Importante ressaltar que a lei incriminadora deve ser anterior a ocorrência do fato, princípio da anterioridade, impedindo-se uma retroatividade incriminadora.

 

2.1 A imprescidibilidade de leis certas e taxativas

 

Merece maior destaque, entre os requisitos que deve possuir uma legalidade penal válida, a taxatividade, ou, como preferem alguns autores, o princípio da taxatividade, que, se entendido desta maneira, nada mais é do que extensão do princípio da legalidade.

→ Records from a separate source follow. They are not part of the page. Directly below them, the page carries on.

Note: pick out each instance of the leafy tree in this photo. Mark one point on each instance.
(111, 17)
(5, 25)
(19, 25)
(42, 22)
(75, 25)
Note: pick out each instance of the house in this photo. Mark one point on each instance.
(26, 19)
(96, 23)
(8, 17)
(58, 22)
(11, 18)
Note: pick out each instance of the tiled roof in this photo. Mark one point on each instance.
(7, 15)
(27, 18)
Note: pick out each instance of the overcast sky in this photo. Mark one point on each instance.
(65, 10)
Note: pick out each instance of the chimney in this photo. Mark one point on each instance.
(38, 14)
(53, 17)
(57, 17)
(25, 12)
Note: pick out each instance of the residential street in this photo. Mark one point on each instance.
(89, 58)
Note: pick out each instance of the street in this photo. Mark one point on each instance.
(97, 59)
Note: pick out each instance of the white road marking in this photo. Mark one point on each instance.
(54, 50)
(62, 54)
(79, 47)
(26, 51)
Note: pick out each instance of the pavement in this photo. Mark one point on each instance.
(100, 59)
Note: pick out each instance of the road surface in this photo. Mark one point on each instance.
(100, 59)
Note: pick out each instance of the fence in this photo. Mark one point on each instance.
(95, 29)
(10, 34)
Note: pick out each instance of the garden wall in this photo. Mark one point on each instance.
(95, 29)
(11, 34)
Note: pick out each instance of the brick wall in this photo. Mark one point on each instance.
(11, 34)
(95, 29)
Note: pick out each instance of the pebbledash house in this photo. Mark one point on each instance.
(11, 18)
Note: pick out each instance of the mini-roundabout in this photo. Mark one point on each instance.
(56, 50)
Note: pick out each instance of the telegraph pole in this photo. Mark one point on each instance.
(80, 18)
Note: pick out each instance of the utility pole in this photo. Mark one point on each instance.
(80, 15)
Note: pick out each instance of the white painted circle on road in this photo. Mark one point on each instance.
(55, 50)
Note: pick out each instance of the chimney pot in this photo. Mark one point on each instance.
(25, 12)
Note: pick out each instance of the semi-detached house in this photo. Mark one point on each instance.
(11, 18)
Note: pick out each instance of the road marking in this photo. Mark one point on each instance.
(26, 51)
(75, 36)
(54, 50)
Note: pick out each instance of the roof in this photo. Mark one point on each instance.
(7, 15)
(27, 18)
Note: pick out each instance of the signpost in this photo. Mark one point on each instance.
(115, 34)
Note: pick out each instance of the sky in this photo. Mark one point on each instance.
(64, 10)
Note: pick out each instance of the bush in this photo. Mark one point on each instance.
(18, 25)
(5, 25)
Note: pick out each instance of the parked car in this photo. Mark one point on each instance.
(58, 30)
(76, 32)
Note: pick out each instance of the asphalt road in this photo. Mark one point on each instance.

Em 1764, Beccaria já alertava a respeito da obscuridade das lei:5

 

Se a interpretação das leis é um mal, claro que a obscuridade, que a interpretação necessariamente acarreta, é também um mal, e este mal será gradíssimo se as leis forem escritas em línguas estranhas ao povo, que o ponha da dependência de uns poucos, sem que possa julgar por si mesmo qual seria o êxito de sua liberdade, ou de seus membros, em língua que transformasse um livro, solene e público, em outro como que privado e de casa”.

 

Nesse mesmo sentido, de forma brilhante, Cláudio do Prado Amaral disserta sobre a taxatividade:6

Exige-se que a lei penal seja certa, isto é, que os tipos penais sejam elaborados legislativamente de forma clara e determinada, a fim de que as condutas incriminadas sejam passíveis de identificação, sem que se precise recorrer a extremados exercícios de interpretação ou integração da norma. Quer-se se a clareza denotativa dos tipos penais, o que torna a norma legal prontamente inteligível a seus destinatários em termos cognitivos: todos os cidadãos. Se a norma penal incriminadora tem como um de seus objetivos intimidar para a não-realização da conduta proibida, é preciso que seja clara a todos, a fim de que saibam e conheçam sem quaisquer dúvidas o conteúdo da norma legal.

 

O erudito professor Rogério Grecco ainda assevera:7

 

Por intermédio da vertente nullum crimen nulla poena sine lege certa extrai-se a conclusão de que a lei penal dever ser taxativa. A própria Constituição Federal, ao abrigar expressamente o princípio da legalidade em seu art. 5°, XXXIX, o traduziu dizendo que não há crime sem lei anterior que o definam ou seja, a definição da infração penal é um dado indispensável pertencente ao conceito de legalidade.

 

Concluindo, o princípio da legalidade e o da taxatividade são conceitos ligados umbilicalmente, sendo que afastando a taxatividade, onde o tipo não deixa margem a dúvidas e aduz claramente a certeza normativa sem necessitar de complementos, retroagir-se-á as eras selvagens, tempo em que ditaduras adotavam o Direito Penal como camuflagem para cometer arbitrariedades, como, por exemplo, na Alemanha nazista.

 

 

 

2.2 Fundamentos do princípio da legalidade

 

São três os fundamentos do principio da legalidade: Político, jurídico e democrático.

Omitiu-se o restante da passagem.